Presented as a series of short stories, which segue easily from one to another very much like chapters, "A Brief History of the Flood" traces the life of Lil from 1950 through 1979, between the ages of eight and 18. She shares a usually flooded, much in need of repair lakefront home outside of Acorn Lake, Minnesota with older brother and sister, Randy and Mitzy, younger brother, Davey, and a black Lab, Happy.
Mother Marion in tiny shorts with a wide belt encircling her tiny waist has a world view determined by the words of every love song she has ever heard. She sees only what she wishes and wishes for the impossible. If she's awake, "she's working on something," weaving a rug from panty hose or even building a floating wedding cake for the Fourth of July Float contest.
Dad Jack is an intrepid hunter who built their home then dubbed it "Jack's Hunting Lodge." He delivers dictates and diatribes in equal measure as he clinks ice cubes in his glass of Old Heaven Hill. Lil learned early in life to avoid him because as her Mom explains the young girl has "a talent for saying the one thing that'll launch him. Like good morning or hello."
As an eight-year-old Lil enjoys carefree days on the water, drifting in the family's pontoon or flipping over a rowboat to make breathing room underneath. Harsh reality strikes with 1965 as Randy is of draft age. Mitzi has a busy social life, having "dated every other boy who comes to school without manure on his shoes," and Lil surrenders her virginity to a teacher, Mr. C.
At the age of 15, along with five friends, Lil finds work putting together salads for airline passengers at the Minneapolis/St. Paul International Airport. It's driving 62 miles each way but that night shift duty pays $1.73 an hour, even though they're overseen by a hefty supervisor who "fills the cafeteria door like a new refrigerator."
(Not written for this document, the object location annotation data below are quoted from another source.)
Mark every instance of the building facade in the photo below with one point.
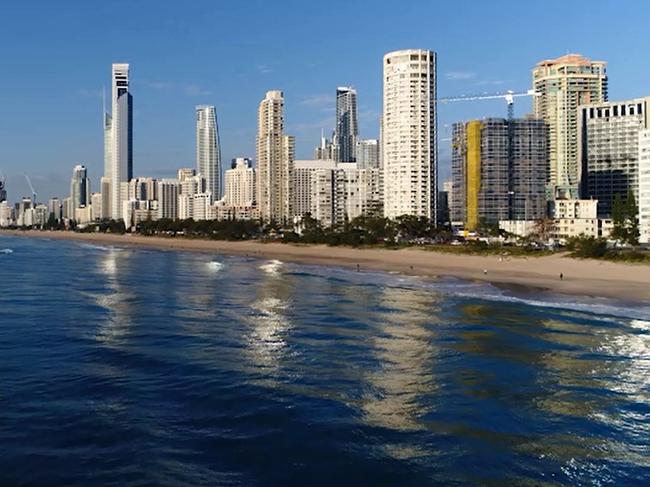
(562, 85)
(368, 154)
(409, 150)
(498, 171)
(3, 190)
(208, 150)
(168, 192)
(643, 200)
(240, 183)
(118, 138)
(346, 128)
(609, 150)
(301, 184)
(275, 153)
(80, 187)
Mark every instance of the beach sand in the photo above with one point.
(586, 277)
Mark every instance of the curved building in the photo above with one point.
(409, 149)
(208, 150)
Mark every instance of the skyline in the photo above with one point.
(61, 80)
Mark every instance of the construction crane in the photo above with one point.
(33, 190)
(509, 96)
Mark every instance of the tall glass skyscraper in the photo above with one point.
(347, 126)
(208, 150)
(118, 138)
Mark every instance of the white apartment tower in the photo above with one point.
(275, 152)
(168, 192)
(208, 151)
(240, 183)
(643, 200)
(118, 138)
(562, 85)
(409, 149)
(80, 187)
(347, 126)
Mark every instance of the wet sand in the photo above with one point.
(628, 282)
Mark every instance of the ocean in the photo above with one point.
(129, 367)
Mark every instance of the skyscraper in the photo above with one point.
(275, 153)
(347, 127)
(562, 85)
(498, 171)
(208, 151)
(118, 138)
(409, 150)
(609, 150)
(3, 191)
(240, 183)
(79, 187)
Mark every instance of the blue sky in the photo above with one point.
(56, 57)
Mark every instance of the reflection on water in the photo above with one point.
(231, 371)
(269, 323)
(118, 321)
(404, 348)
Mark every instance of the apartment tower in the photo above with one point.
(498, 171)
(118, 138)
(79, 187)
(347, 125)
(409, 150)
(562, 85)
(609, 150)
(275, 154)
(208, 151)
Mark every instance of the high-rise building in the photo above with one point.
(105, 190)
(498, 171)
(118, 138)
(343, 193)
(96, 206)
(3, 190)
(609, 150)
(191, 185)
(240, 183)
(208, 150)
(327, 150)
(409, 150)
(643, 199)
(168, 192)
(346, 130)
(54, 208)
(274, 160)
(6, 214)
(562, 85)
(301, 183)
(367, 154)
(80, 187)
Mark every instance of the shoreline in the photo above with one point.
(593, 278)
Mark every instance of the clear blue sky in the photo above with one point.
(56, 56)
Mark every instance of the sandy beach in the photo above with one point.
(627, 282)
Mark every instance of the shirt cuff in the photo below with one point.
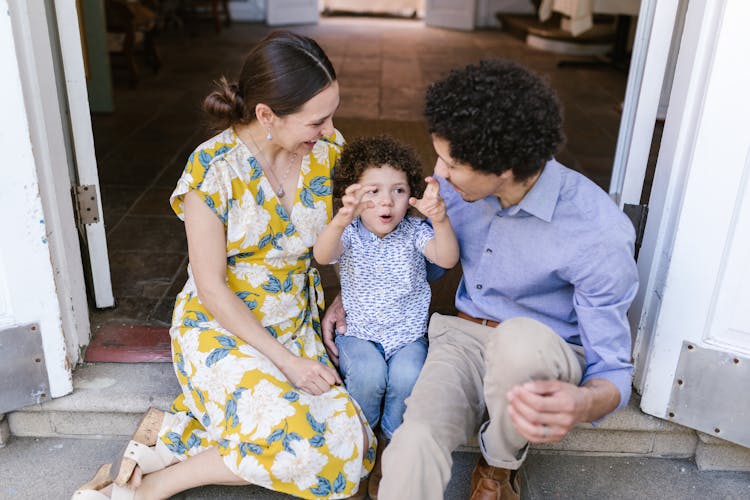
(623, 380)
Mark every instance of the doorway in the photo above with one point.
(384, 66)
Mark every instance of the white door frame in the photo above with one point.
(672, 167)
(648, 63)
(82, 137)
(710, 159)
(43, 273)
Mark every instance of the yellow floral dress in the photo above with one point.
(268, 432)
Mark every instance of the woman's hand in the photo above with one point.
(334, 322)
(431, 204)
(310, 376)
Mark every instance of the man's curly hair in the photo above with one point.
(496, 116)
(367, 152)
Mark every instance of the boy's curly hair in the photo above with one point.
(368, 152)
(496, 116)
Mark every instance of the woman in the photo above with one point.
(261, 402)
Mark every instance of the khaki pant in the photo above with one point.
(461, 391)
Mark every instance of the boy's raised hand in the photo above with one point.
(353, 203)
(431, 204)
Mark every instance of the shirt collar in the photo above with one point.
(368, 235)
(541, 199)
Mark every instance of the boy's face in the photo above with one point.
(389, 192)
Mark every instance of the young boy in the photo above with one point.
(381, 253)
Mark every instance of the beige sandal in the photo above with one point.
(92, 489)
(144, 450)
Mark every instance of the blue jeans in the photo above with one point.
(374, 382)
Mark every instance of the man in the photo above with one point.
(541, 341)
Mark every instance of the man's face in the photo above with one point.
(471, 184)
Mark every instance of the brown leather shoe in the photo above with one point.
(494, 483)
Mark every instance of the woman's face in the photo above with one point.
(301, 130)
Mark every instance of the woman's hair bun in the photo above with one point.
(225, 105)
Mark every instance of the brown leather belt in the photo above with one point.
(485, 322)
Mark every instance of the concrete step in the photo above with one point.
(52, 468)
(109, 399)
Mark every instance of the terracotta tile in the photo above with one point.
(149, 234)
(146, 275)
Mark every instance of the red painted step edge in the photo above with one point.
(130, 344)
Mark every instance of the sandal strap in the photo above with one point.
(122, 493)
(149, 458)
(88, 495)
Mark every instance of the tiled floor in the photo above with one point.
(384, 66)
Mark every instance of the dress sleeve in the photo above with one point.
(206, 174)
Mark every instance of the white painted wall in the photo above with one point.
(486, 10)
(247, 10)
(28, 279)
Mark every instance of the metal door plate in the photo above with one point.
(710, 393)
(23, 371)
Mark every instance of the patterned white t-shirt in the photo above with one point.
(384, 283)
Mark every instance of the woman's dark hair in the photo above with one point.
(496, 116)
(283, 71)
(367, 152)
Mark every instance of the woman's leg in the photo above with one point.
(200, 470)
(403, 370)
(364, 371)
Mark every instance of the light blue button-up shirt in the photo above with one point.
(562, 256)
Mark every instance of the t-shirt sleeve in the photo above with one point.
(423, 233)
(208, 177)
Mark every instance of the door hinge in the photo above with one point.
(637, 215)
(87, 204)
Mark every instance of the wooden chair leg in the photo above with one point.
(128, 51)
(227, 17)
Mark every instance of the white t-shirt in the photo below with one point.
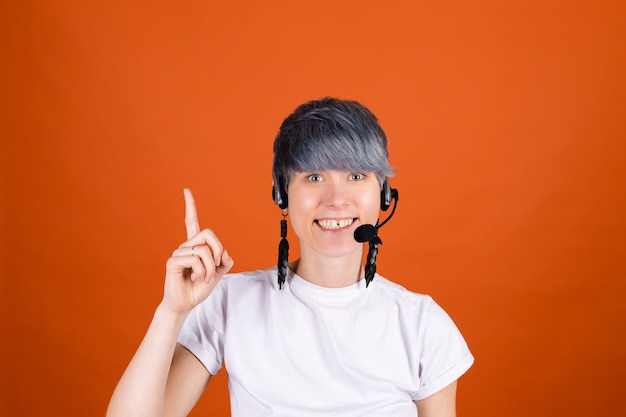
(307, 350)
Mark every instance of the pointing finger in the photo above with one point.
(191, 214)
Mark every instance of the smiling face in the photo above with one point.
(326, 207)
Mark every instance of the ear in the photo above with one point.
(385, 196)
(279, 193)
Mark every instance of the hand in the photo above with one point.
(196, 266)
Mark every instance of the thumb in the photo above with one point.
(226, 262)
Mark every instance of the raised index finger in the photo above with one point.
(191, 214)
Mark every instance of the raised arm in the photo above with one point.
(163, 378)
(440, 404)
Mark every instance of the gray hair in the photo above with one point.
(330, 134)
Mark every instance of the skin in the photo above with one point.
(165, 379)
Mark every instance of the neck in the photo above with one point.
(329, 272)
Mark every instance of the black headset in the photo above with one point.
(279, 194)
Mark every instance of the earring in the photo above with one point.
(370, 266)
(283, 252)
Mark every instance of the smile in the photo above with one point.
(329, 224)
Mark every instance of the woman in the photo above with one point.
(320, 336)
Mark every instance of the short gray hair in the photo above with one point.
(330, 134)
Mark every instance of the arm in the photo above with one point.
(440, 404)
(163, 378)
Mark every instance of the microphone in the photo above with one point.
(365, 233)
(369, 232)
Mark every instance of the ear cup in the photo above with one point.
(279, 194)
(385, 196)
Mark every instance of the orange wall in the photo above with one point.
(506, 121)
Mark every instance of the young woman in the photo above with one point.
(320, 336)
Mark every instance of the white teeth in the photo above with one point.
(334, 224)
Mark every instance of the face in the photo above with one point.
(326, 207)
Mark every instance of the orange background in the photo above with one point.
(506, 120)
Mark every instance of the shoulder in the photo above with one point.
(392, 291)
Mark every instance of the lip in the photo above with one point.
(348, 222)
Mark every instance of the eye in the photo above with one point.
(315, 178)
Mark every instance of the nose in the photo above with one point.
(336, 193)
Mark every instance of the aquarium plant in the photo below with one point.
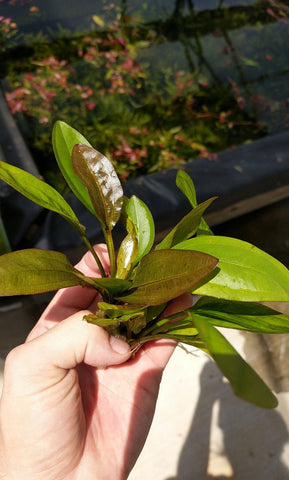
(229, 277)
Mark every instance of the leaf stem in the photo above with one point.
(95, 256)
(111, 251)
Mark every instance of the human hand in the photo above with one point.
(74, 404)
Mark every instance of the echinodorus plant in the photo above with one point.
(230, 276)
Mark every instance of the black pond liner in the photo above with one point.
(244, 178)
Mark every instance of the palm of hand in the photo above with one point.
(84, 422)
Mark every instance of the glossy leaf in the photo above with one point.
(186, 228)
(165, 274)
(35, 271)
(39, 192)
(140, 215)
(64, 138)
(243, 379)
(104, 188)
(186, 185)
(249, 316)
(126, 254)
(245, 273)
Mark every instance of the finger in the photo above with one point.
(66, 345)
(70, 300)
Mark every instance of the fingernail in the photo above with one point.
(118, 345)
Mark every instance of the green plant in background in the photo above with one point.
(208, 97)
(230, 275)
(4, 242)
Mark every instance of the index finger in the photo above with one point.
(69, 301)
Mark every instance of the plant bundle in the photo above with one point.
(229, 276)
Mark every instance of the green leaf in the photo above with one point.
(99, 320)
(116, 311)
(165, 274)
(137, 211)
(245, 272)
(35, 271)
(39, 192)
(248, 316)
(126, 254)
(64, 138)
(243, 379)
(115, 286)
(103, 185)
(186, 185)
(186, 228)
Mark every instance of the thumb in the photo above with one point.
(66, 345)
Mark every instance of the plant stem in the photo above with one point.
(4, 242)
(111, 251)
(95, 256)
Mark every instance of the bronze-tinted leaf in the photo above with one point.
(103, 185)
(165, 274)
(126, 254)
(35, 271)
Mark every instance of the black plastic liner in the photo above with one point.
(239, 174)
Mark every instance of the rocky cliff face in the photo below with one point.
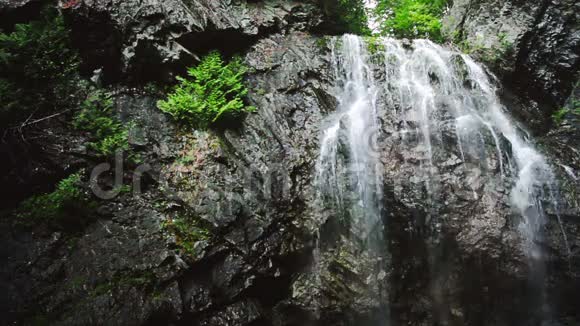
(533, 46)
(267, 255)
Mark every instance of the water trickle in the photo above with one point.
(345, 142)
(434, 91)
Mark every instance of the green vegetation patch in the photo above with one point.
(411, 18)
(213, 93)
(188, 231)
(97, 118)
(560, 115)
(38, 68)
(66, 201)
(353, 16)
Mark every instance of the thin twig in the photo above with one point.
(43, 119)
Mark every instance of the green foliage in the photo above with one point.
(97, 117)
(352, 15)
(214, 92)
(188, 231)
(411, 18)
(558, 116)
(38, 67)
(374, 44)
(572, 109)
(68, 197)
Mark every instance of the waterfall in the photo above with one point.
(432, 90)
(356, 190)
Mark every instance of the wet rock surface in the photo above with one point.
(268, 256)
(146, 40)
(534, 47)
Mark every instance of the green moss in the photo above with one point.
(187, 230)
(68, 200)
(213, 93)
(323, 42)
(411, 18)
(374, 44)
(97, 118)
(38, 67)
(141, 280)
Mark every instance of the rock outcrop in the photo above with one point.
(262, 252)
(534, 47)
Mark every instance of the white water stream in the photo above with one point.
(430, 86)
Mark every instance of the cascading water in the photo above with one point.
(347, 170)
(429, 88)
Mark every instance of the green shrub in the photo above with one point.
(353, 16)
(558, 116)
(38, 66)
(573, 109)
(214, 92)
(411, 18)
(97, 117)
(54, 206)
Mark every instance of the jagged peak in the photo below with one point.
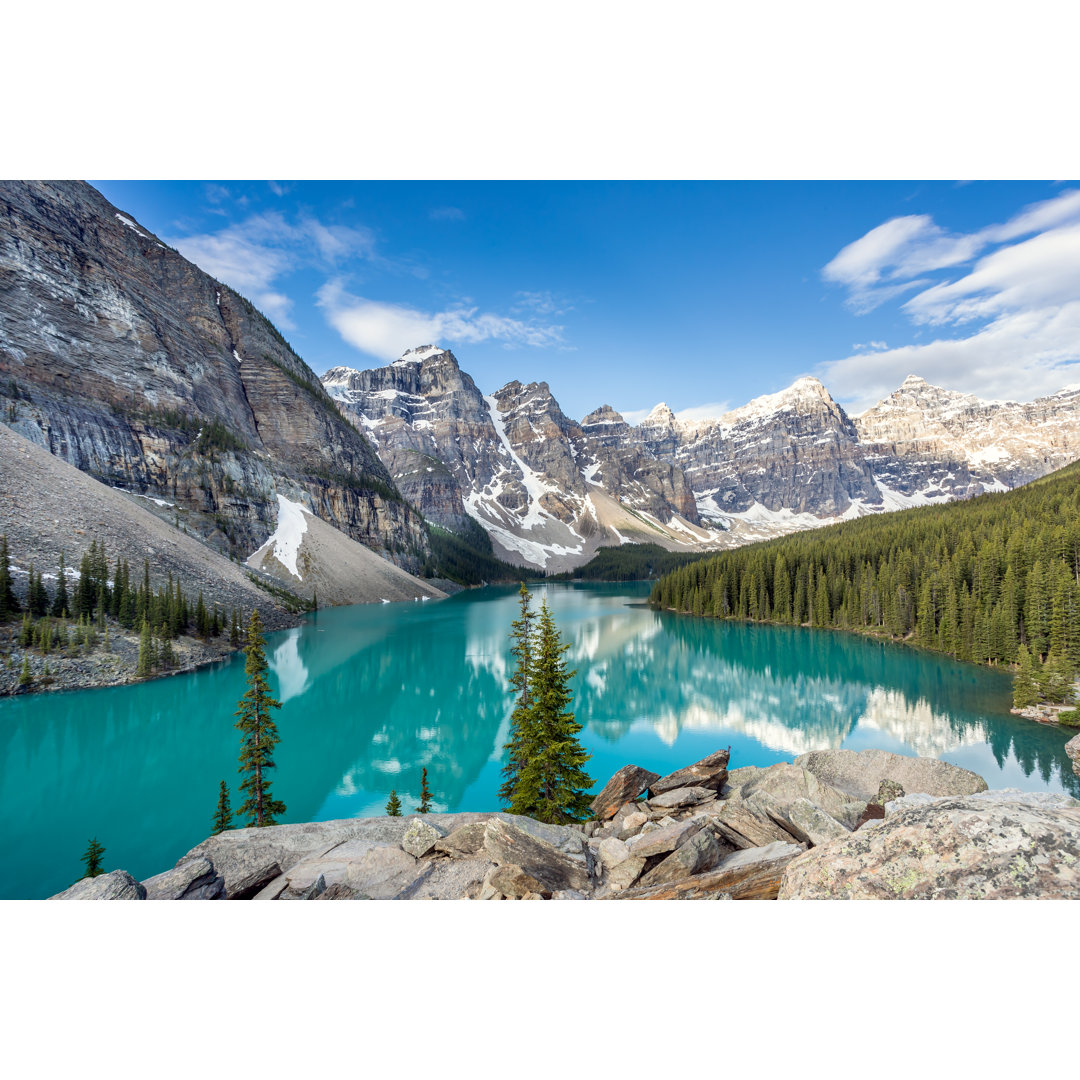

Noting that her Mom knows Lil can run her own life and "Dad doesn't care," the teenager moves quickly into shop lifting with best pal Irene who pierces Lil's ears in the basement restroom of a shopping center. Being caught doesn't stem their taste for further adventure.
A teacher mentions that Lil's Mom has "bursts of vigor," little knowing that these spasms may be due to the Dexedrine she pops, and generously shares with her daughter. This drug induced energy enables Lil to whip through her high school classes, and land a job as a typist at an insurance company in St. Paul. Keeping the pounds off, Lil finds, is another benefit of her "speed system."
Growing up has not been easy for Lil, but reading this masterfully crafted coming-of-age tale is pure pleasure. Jean Harfenist is definitely a writer to watch with her knack for presenting an arresting narrative voice that lingers in readers' minds. In precise, penetrating strokes the author portrays off-beat characters with their foibles full-blown.